Les plantes s’accrochent mieux que les hommes.
Et soudain, les hauts-plateau.
Manizales est une belle ville. On m’en a dit du mal, mais c’est très bien. Un long téléphérique permet de la traverser, pratique vu qu’elle monte rudement. Le but est de se rendre au Nevados del Ruiz, un des trois volcans dont les glaciers culminent au-dessus de la ville. Tout ca fond vite, autant y aller rapido, et pour tout dire, cette montée au parc, à laquelle je tenais depuis lurette, c’est même devenu mon cadeau d’anniversaire.
The D-Day, Le N-N-N-Nevado.
Ce matin, 6h30, une 4x4 vient nous chercher. Je dois dire, une petite angoisse me tient l’estomac (déjà que la nuit d’avant la Lechona fut dure a digérer, mais c’est une autre histoire). Comme c’est la Colombie, on sait jamais trop précisément comment ca va se passer. On parle qu’on va se garer bien bien bien haut, qu’ensuite on marche, et que la moitie des gens s’évanouissent, mal des montagnes, difficulté à respirer, etc. Bon moi en fin de compte, je flippe, je me dis l’altitude va m’étreindre les poumons, je vais y penser ca va empirer comment je vais faire rien que d’y penser je respire mal... Bon, au matin, je suis pas d’une forme olympique. On fait deux heures de route avec un jeune sympa quoi que pas loquace, dans une Jeep sympa quoi que qui pue l’essence, je n’ai pas faim.

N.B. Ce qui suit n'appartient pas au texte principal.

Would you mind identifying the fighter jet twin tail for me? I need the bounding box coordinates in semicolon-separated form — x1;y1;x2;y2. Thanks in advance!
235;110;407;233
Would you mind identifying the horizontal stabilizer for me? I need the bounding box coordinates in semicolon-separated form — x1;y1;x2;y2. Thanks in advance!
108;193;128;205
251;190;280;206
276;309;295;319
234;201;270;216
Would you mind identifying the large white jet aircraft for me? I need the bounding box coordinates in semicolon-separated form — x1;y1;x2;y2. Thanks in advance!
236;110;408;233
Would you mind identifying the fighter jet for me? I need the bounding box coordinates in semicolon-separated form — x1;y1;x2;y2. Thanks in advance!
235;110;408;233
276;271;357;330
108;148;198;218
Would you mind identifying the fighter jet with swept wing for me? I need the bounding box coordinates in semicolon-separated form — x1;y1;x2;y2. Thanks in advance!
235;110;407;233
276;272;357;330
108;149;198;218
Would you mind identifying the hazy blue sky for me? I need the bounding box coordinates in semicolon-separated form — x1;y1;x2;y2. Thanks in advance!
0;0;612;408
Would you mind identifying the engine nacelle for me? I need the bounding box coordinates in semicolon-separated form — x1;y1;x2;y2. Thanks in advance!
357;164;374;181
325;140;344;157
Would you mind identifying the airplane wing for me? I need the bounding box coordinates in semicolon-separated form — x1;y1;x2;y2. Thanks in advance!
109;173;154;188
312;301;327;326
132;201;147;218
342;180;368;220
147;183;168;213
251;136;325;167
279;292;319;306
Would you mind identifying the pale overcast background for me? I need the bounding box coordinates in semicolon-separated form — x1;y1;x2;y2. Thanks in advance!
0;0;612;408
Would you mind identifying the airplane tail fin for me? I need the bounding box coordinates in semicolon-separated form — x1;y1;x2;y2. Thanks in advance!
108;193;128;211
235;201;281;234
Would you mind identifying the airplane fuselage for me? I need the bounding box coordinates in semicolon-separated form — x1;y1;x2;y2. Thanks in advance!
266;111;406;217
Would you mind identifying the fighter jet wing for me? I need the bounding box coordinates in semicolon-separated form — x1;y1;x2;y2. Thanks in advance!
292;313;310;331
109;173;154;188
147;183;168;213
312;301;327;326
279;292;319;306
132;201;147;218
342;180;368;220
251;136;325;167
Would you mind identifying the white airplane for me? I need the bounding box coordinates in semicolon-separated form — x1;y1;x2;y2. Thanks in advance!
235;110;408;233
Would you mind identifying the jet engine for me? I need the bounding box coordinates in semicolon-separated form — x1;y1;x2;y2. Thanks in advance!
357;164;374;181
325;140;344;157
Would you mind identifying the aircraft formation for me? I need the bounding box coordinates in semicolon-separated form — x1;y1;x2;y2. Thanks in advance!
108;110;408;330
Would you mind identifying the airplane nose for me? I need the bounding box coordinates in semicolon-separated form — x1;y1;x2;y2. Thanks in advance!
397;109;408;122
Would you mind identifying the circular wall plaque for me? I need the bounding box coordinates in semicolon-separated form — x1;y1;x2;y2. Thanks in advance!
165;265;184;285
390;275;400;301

La végétation rapetisse, les montagnes grandissent, première halte au bord d’un beau lac (qui s’assèche doucement).
Je peine à manger, je me sens pas en forme, c’est l’altitude. Je lutte, je dissimule mon stress avec mon masque de flegme numéro 23, ca marche. En plus j’ai froid, je tremble, je n’ai pas de gants, et j’ai fait l’erreur de croire mon écharpe inutile. Puis je sors du resto (dans un garage, toit précaire, très rural alpin). Et je réalise qu’en fait on est à 3700 mètres seulement et qu’il fait 11 degrés. Tout est dans le contraste, et le vent qui tout de même est terrible. Quelle puissance que l’imagination ! Mais loin de faire le fier, de me dire tout va bien, je réalise qu’on va encore vachement monter, je me resens fébrile.
C’est le moment que choisit la bête pour clairement apparaitre.
On se pèle, les gens boivent du the de coca, j’achète des cartes postales d’une autre région par erreur, je vous dis je suis pas en forme.
On reprend la route. Au bord, plus d’arbres mais des frailejon, ces fameuses plantes d’altitude qui ne poussent que d’un ou deux cm chaque année.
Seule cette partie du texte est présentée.